A couple of years ago
I was leading worship when I was overcome by something someone had said to
me. Her words “snuck in.” A member of our church who has since left our
fellowship said, “You were supposed to bring us children, young people.” As I broke the bread and lifted the cup I
felt tears welling up in my eyes. I
looked out at the congregation, the thirty or so gathered, and I thought to
myself, “Dana, you are a failure as a pastor.”
But knowing I had to hold safe space for the congregation in worship and
that I had to be very professional, I fought back the tears. But the words were still there. My heart was
so heavy…when these words came to me, “Dana,
if you had managed to pack the house in the first year you were here, you would
have thought that you had done that.”
We learn humility
through humiliation.
Through his weakness, not his strength, Paul
discovered that God is love and love shows up with a word that’s trustworthy. The
work of the church is to listen for God’s word offered through the mighty Holy
Spirit of God; to discover what our purpose is today in the larger purpose of
God’s restoring the creation. Yesterday
it was worship and Sunday School and youth groups and fellowship groups. Today it is, well, have we asked? It doesn’t take money, or a young heart, or a
building, or a large worship service, or a coffee fellowship hour to ask God
what our purpose is—it takes a sincere heart.

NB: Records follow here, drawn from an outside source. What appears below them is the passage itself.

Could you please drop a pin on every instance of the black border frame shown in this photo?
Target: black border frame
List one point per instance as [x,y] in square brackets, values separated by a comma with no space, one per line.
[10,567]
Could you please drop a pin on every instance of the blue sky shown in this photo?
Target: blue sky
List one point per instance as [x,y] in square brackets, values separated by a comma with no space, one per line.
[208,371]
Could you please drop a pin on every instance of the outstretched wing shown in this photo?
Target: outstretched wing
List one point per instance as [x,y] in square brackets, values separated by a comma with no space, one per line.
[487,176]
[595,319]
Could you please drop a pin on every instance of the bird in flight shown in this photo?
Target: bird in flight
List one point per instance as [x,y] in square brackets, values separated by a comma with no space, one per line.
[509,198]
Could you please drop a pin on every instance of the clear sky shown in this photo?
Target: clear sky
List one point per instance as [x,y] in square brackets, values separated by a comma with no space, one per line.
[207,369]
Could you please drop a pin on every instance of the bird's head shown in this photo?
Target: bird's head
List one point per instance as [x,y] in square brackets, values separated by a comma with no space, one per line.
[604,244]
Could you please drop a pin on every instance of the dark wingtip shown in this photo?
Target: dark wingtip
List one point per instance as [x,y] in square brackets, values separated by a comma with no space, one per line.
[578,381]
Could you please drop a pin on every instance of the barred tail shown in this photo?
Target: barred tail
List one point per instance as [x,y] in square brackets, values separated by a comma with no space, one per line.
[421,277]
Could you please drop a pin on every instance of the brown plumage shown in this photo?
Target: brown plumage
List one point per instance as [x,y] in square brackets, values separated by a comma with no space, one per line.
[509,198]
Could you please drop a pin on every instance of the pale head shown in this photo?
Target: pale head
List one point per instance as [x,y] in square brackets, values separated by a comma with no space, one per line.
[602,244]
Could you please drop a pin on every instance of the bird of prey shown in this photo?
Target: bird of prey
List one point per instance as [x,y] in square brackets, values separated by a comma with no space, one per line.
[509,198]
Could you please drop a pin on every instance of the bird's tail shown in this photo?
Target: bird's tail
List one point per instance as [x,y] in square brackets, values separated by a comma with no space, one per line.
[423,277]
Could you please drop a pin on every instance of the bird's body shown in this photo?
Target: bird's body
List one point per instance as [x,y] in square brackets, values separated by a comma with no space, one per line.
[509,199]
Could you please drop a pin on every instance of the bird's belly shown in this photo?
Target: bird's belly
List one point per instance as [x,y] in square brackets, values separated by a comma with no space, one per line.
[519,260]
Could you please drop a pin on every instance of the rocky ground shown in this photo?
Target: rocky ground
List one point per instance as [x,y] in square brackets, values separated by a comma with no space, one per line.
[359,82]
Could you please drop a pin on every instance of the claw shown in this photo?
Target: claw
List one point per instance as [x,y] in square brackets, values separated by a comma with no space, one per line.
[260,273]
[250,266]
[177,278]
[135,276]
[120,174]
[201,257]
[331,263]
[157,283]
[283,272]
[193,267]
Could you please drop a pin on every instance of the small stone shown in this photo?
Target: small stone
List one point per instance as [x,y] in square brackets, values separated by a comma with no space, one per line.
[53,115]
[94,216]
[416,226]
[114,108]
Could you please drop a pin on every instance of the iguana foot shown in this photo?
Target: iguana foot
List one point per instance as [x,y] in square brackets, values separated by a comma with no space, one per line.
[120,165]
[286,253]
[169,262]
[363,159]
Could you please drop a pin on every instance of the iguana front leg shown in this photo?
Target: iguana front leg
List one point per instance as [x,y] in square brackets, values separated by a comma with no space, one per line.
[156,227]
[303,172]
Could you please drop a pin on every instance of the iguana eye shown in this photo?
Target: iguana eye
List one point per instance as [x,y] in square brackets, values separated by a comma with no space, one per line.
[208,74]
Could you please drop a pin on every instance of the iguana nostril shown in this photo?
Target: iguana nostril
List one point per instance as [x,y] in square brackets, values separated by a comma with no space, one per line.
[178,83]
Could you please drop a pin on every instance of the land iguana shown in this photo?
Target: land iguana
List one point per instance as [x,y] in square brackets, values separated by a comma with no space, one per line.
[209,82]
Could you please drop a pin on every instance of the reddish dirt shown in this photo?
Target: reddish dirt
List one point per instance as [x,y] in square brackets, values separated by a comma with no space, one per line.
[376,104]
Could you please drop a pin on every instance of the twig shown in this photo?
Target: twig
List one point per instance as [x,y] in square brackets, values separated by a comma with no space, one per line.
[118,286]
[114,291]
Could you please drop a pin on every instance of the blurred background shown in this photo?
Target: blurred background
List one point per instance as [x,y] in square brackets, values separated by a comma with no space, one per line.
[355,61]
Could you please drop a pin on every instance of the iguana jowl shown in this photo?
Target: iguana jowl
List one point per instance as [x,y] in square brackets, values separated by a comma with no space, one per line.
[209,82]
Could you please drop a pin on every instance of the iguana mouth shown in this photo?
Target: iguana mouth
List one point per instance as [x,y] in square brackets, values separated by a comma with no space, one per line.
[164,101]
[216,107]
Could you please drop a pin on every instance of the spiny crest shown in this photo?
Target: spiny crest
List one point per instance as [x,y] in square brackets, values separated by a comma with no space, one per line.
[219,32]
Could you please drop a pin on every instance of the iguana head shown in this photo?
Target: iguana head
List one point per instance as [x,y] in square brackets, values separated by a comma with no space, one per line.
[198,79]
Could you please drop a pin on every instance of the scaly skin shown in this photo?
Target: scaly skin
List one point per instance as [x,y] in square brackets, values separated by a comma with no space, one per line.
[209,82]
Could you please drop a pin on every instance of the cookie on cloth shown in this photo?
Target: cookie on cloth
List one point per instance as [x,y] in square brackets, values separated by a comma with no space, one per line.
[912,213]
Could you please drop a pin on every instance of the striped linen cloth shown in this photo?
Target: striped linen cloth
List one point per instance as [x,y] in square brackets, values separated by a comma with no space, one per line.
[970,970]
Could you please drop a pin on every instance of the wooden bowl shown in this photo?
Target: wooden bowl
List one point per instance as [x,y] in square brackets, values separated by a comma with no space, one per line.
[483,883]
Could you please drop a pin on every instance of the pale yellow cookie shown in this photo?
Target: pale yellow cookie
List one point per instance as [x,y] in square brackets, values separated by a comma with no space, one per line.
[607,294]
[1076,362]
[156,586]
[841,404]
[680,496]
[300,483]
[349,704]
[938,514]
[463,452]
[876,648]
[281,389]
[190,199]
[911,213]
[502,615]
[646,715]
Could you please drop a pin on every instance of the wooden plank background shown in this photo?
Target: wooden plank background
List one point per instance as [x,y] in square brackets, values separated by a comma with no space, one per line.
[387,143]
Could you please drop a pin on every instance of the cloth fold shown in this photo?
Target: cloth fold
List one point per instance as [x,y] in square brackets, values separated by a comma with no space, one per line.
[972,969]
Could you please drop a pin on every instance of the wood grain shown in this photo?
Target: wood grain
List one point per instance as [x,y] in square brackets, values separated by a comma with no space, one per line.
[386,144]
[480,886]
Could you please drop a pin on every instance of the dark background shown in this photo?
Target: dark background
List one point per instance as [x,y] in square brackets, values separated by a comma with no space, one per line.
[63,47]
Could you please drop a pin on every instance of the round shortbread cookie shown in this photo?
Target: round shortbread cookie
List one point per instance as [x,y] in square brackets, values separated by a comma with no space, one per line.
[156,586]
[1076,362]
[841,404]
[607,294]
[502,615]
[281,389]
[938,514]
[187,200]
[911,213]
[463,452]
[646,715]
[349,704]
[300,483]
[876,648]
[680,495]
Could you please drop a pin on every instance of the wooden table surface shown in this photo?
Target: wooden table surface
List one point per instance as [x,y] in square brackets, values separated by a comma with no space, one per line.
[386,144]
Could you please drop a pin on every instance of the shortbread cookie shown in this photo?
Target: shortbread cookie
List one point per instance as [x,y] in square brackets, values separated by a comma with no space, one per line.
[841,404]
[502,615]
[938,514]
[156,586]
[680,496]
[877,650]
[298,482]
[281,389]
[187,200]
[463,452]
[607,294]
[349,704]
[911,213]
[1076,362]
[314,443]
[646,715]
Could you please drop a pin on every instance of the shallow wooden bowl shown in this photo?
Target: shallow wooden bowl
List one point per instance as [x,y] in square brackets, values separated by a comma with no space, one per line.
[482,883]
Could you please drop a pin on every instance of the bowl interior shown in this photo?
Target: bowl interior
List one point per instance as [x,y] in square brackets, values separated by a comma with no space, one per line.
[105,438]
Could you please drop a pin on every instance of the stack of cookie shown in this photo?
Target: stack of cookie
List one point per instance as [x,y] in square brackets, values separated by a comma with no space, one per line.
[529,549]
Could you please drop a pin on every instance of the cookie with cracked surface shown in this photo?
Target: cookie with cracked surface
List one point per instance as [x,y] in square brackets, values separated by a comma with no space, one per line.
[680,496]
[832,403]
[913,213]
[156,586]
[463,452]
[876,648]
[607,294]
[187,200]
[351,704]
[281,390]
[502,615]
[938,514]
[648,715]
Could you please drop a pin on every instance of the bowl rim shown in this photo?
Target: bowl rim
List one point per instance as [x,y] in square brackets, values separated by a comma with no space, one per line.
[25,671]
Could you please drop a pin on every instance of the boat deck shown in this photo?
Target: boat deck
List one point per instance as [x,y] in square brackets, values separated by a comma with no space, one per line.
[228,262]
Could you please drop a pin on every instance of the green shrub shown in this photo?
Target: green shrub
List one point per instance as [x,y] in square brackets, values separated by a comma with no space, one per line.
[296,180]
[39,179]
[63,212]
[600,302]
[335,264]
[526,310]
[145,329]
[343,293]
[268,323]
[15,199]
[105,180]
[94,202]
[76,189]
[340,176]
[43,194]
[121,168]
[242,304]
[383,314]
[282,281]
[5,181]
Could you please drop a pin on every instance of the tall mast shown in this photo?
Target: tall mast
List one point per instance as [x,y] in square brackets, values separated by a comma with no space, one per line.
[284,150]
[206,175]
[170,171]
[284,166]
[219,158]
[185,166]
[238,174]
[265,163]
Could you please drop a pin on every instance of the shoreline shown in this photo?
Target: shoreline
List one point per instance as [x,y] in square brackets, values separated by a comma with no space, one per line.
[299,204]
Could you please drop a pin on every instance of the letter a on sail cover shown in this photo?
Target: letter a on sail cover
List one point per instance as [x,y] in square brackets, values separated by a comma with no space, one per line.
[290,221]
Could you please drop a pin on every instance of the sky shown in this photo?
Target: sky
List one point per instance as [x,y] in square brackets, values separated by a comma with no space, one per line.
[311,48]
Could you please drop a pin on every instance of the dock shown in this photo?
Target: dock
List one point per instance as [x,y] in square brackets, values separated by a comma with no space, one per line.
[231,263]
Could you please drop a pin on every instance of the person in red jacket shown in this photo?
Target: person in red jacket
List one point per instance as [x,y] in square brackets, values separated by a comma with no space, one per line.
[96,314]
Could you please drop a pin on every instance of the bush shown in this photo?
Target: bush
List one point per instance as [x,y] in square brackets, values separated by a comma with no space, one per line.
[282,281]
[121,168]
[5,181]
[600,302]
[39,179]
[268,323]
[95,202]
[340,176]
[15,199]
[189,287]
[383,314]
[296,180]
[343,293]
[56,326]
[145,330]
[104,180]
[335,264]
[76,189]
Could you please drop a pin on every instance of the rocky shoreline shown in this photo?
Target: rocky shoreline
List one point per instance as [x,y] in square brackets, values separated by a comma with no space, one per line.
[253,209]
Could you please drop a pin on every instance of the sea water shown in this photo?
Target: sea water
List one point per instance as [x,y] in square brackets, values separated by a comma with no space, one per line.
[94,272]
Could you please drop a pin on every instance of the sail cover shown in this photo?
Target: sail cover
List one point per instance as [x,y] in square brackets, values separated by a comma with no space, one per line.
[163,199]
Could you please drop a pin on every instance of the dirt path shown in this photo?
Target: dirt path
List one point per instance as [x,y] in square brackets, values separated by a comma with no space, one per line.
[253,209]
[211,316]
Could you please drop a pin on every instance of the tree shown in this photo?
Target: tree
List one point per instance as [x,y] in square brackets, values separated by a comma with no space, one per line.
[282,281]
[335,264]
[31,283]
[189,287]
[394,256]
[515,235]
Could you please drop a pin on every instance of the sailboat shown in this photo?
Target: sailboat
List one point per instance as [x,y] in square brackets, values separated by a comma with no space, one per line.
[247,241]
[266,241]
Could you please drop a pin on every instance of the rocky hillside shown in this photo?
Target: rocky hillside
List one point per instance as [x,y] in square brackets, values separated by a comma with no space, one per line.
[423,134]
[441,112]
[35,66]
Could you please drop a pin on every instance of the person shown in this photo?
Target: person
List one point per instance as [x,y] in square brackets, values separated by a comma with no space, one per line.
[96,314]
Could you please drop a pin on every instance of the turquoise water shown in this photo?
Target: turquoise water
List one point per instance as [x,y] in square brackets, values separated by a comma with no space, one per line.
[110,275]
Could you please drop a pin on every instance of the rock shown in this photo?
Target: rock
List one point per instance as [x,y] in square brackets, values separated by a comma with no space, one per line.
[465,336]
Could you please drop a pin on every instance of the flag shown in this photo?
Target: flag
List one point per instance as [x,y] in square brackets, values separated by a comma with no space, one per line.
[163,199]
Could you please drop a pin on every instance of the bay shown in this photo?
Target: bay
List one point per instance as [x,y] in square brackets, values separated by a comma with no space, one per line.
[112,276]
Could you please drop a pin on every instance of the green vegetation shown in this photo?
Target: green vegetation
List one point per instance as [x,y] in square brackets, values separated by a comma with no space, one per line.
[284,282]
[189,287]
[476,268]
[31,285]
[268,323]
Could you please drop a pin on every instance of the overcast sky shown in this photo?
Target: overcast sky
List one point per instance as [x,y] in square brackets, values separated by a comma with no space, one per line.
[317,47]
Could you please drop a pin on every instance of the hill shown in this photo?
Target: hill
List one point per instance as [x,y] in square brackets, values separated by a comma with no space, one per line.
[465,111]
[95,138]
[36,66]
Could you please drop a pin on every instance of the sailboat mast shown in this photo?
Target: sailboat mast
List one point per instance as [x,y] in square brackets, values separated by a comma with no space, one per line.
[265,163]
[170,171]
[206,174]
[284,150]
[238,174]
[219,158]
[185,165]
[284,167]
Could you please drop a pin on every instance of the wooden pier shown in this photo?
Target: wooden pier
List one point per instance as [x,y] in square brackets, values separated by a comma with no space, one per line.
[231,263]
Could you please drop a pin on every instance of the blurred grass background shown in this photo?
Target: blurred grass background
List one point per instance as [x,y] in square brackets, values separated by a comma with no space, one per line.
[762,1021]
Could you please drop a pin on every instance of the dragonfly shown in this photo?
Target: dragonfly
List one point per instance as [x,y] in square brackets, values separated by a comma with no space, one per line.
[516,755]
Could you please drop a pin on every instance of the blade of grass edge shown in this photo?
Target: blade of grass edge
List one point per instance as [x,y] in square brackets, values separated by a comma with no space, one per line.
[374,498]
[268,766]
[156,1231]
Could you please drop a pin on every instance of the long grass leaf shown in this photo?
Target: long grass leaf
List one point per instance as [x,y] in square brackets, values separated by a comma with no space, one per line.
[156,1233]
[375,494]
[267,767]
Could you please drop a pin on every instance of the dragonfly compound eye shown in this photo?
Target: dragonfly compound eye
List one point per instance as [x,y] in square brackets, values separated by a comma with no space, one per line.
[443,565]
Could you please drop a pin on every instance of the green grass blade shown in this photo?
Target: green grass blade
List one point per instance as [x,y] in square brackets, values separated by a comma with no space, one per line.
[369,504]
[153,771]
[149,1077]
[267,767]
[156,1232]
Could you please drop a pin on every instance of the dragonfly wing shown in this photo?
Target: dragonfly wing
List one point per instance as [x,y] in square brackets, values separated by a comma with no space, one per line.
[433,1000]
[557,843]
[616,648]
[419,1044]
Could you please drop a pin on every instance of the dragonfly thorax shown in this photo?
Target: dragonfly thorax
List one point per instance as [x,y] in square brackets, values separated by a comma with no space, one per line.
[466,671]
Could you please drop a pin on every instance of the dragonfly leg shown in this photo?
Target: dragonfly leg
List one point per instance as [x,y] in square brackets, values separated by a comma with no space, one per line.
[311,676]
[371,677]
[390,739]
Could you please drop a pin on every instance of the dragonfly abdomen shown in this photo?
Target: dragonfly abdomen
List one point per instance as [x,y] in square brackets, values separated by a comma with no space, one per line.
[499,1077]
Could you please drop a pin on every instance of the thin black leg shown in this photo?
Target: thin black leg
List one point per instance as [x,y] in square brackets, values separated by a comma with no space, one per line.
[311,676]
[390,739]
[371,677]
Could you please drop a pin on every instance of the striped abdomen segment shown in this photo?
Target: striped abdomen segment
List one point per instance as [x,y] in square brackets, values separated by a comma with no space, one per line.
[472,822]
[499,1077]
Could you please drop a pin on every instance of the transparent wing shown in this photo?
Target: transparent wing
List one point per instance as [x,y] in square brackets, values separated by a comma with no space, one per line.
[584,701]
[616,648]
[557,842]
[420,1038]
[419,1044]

Sincerity with God, I have learned, is the
result of running out of me—so I could run INTO God. It’s only when we truly realize that we have
no power that we reach out to who does have power—and do what God wants, not
what we want. Sincerity is hard work—it
takes a very disciplined heart to hear the word of God. God speaks softly, and quickly; God speaks
through earthly messengers and dreams.
What the Apostle Paul wants to know is if we
are up to the task…will we trade telling God what we want for asking God what
God wants…will we trade denial for reality…will we let go of our past for God’s
company in the present? Will we be open
to gospel?
Prayer: Amazing God, as the church calendar moves
from Easter to Pentecost, the season when we celebrate the Spirit-fueled faith
community, help us to move from self-pity to empowerment—we are not small in
your eyes, or old, or poor—we are yours—you have your eye on us and our
neighborhood—your Spirit is bearing down—wondering—if we’ll ask you what we can
do you for you? Gracious God, what can
we do for you? Amen.
(This sermon was preached by Reverend Dana Keener at Billings Central Christian Church on May 24, 2015.)